Belki de bu soruya cevap vermek için projeyi bir kenara koyup önce önyargılardan kurtulmakla işe başlamak gerekiyor. Yıkılan Muhsin Ertuğrul Tiyatrosunun yerine yapılan binanın açılışı yapılırken şunlar söylenmişti: “Buraya cami yapacağımızı söylediler. Bu asılsız iddiayı ileri sürenlerin şimdi özür dilemelerini bekliyorum.” Cami yapılmasını istemek neden yanlış bir şey olsun? Bu arada Muhsin Ertuğrul’un yüz misli devasa bir inşaat yapıldı, bölgenin topografyası tamamen değişti, rekreasyon ve kültür vadisi “Kongre Vadisi” oldu, doğru dürüst bir projesi, programı olmayan bir inşaat yapıldı. Bugün nasıl işletileceği bilinmediği için bir otel işletmesine devredilmiş durumda. Keşke cami yapılsaydı da doğru dürüst yapılsaydı!
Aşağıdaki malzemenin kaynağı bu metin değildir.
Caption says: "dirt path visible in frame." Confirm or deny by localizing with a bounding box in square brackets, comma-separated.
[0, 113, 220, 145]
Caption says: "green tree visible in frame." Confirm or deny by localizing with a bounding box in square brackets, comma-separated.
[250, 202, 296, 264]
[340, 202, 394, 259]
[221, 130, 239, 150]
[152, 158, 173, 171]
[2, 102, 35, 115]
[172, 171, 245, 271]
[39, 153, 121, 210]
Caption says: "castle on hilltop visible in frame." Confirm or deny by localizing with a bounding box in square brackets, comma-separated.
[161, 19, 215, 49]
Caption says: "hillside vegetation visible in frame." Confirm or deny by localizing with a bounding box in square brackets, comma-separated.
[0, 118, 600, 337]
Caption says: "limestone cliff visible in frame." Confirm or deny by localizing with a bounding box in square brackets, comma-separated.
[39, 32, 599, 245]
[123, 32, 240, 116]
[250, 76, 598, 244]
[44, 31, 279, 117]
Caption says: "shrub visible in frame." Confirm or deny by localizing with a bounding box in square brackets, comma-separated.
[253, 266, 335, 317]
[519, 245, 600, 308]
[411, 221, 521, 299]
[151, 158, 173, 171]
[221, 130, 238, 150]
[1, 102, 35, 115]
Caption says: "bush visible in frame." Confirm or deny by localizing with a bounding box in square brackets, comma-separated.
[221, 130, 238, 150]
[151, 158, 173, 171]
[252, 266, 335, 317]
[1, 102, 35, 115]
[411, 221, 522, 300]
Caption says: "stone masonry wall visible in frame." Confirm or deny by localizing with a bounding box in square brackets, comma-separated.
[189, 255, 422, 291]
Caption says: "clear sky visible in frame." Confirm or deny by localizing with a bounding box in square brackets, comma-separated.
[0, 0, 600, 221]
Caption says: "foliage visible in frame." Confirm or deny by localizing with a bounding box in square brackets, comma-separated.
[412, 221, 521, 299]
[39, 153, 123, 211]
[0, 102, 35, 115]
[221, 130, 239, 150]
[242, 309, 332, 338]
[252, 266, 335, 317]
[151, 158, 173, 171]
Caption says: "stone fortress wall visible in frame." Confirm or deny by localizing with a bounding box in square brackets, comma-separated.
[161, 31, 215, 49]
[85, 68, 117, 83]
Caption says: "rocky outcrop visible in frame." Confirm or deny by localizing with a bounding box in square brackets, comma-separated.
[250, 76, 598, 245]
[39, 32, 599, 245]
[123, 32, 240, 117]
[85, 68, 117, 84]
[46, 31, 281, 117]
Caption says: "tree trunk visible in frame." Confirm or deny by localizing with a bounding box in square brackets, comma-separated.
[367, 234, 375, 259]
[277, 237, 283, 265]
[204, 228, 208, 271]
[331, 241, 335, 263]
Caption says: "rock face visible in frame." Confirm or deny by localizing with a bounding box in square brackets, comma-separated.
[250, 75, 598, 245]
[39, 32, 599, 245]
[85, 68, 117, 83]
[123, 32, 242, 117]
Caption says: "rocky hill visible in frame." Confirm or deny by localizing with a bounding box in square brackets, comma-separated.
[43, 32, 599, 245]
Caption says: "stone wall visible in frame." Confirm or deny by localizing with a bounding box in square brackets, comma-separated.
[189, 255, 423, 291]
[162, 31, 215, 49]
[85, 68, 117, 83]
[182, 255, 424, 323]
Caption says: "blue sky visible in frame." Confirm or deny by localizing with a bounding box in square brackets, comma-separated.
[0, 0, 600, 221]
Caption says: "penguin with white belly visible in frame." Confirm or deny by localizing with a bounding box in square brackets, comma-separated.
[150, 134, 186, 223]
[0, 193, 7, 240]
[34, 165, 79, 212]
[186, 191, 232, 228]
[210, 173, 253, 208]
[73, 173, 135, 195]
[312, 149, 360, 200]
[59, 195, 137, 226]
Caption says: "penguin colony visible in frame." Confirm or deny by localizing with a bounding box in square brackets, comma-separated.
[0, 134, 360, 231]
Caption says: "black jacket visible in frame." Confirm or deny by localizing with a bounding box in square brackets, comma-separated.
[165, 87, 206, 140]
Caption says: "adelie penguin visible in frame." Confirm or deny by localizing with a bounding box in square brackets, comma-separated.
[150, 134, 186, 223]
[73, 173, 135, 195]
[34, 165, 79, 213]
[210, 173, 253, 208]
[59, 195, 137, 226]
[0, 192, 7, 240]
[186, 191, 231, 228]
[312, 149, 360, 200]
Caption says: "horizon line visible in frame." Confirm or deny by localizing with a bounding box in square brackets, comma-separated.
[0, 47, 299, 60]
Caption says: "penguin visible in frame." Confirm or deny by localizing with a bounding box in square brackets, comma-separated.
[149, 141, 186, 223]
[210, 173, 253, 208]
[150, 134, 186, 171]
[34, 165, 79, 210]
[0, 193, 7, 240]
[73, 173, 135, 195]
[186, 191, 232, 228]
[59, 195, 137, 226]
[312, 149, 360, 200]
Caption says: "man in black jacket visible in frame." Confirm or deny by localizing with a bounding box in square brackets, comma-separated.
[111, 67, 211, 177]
Yeni mimari düzenlemeye şart

Meydanın nasıl ele alınacağı tartışılmalı. Örneğin metro çıkışının yeri doğru mu? Metrodan çıkan herkes kaldırıma yığılıyor. Şişhane’de, Taksim’de yayalar yüzlerce metreyi yeraltında aşıyor, metroya ulaşmak için. Ama nedense tramvay durağının yanına çıkan, İstiklal Caddesi’ne uzanan on metrelik bir tüneli kazmayı unutmuşlar.

Projenin uygulamaya konacağı söyleniyor. Yeniden gündeme gelen projeyi hangi mimar geliştirmiş, biliyor muyuz? Proje nasıl elde edilmiş? Bakın İstanbul Kongre Merkezi’ne. 300 milyon dolar harcandı, şu anda işletmesi olmadığı için işlevsiz. Yol neden yerin altına alındı? Trafik sorunu için olsa, Maçka’da kavşakta yapılması gerekirdi. İnsanlar köftecilerin, kokoreççilerin olduğu yerde araçlarından iniyorlar ve hem Açıkhava’ya hem Lütfi Kırdar’a nasıl ulaşacaklarını bilemiyorlar. Yukarıda ise tanımsız bir granit kaplı alan var.
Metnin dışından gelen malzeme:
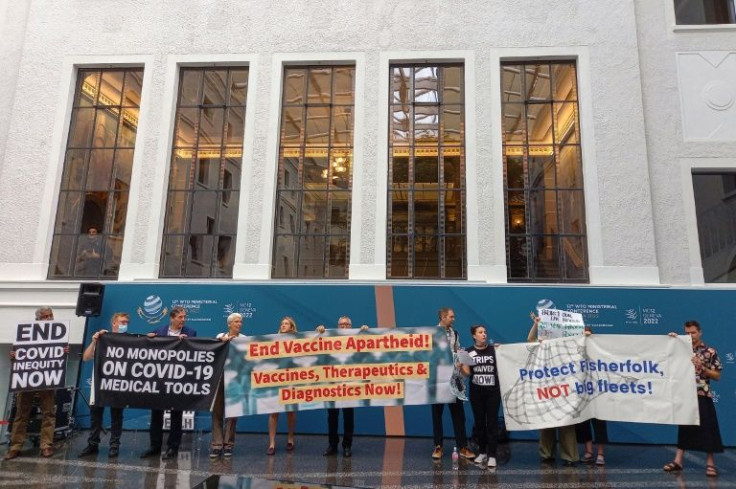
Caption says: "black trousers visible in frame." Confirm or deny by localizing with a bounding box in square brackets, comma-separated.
[327, 408, 355, 448]
[149, 409, 182, 450]
[87, 406, 123, 447]
[432, 399, 468, 450]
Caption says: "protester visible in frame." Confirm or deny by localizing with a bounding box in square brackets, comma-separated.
[664, 321, 723, 477]
[210, 312, 245, 460]
[266, 316, 297, 455]
[141, 306, 197, 459]
[4, 307, 64, 460]
[461, 324, 501, 468]
[432, 307, 475, 460]
[79, 312, 130, 458]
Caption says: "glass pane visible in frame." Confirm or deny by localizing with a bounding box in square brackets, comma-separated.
[390, 105, 413, 144]
[74, 70, 100, 107]
[49, 236, 77, 278]
[555, 102, 580, 144]
[525, 64, 552, 102]
[283, 68, 307, 105]
[225, 107, 245, 147]
[557, 190, 585, 234]
[164, 192, 192, 234]
[442, 66, 464, 104]
[414, 106, 439, 145]
[179, 69, 202, 106]
[299, 192, 327, 234]
[174, 109, 199, 148]
[332, 107, 353, 146]
[388, 236, 409, 278]
[552, 63, 578, 101]
[414, 156, 439, 183]
[86, 149, 115, 190]
[414, 66, 439, 104]
[532, 236, 560, 281]
[281, 107, 304, 146]
[61, 149, 89, 190]
[97, 71, 125, 105]
[501, 65, 523, 103]
[503, 104, 526, 144]
[230, 69, 248, 105]
[306, 107, 330, 145]
[307, 68, 332, 104]
[389, 190, 409, 234]
[68, 109, 96, 148]
[122, 70, 143, 107]
[527, 104, 552, 144]
[161, 235, 186, 277]
[54, 192, 84, 234]
[199, 108, 225, 145]
[297, 236, 325, 278]
[391, 66, 412, 107]
[442, 105, 464, 144]
[332, 66, 355, 105]
[202, 70, 227, 105]
[557, 146, 583, 188]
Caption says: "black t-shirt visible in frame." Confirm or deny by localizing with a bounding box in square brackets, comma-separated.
[467, 345, 500, 397]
Ulaşım merkezli bir bakışla Eminönü Meydanı, Karaköy ne hale geldi, artık bundan bir ders çıkarmak lazım. Kente damgasını vuracak bu tür projelerin uluslararası mimari yarışmaya açılması yerinde bir karar olur. Belediyeyi bu defa biraz bu işi birlikte yönetmeye, çok boyutlu düşünmeye zorlamak gerekiyor. Belediye, özellikle kültür kuruluşlarının da desteğini alarak, daha kapsayıcı, disiplinler arası ilişkileri geliştiren bir planlama süreci oluşturmayı hedeflemeli. Dar bir bakışla hareket etmemeli. Yöneticilerin bir kamusal mekanın nasıl olacağını kendi deneyimleriyle sınırlandırması doğru mu? Kamu yönetiminin farklı profesyonel görüşleri yarıştıracak bir yöntem izlemesi gerekmez mi?

Görüldüğü gibi çeyrek asırdır Taksim projesini tartışırken biz aslında nasıl bir kent yönetim modeli istediğimizi tartışıyoruz.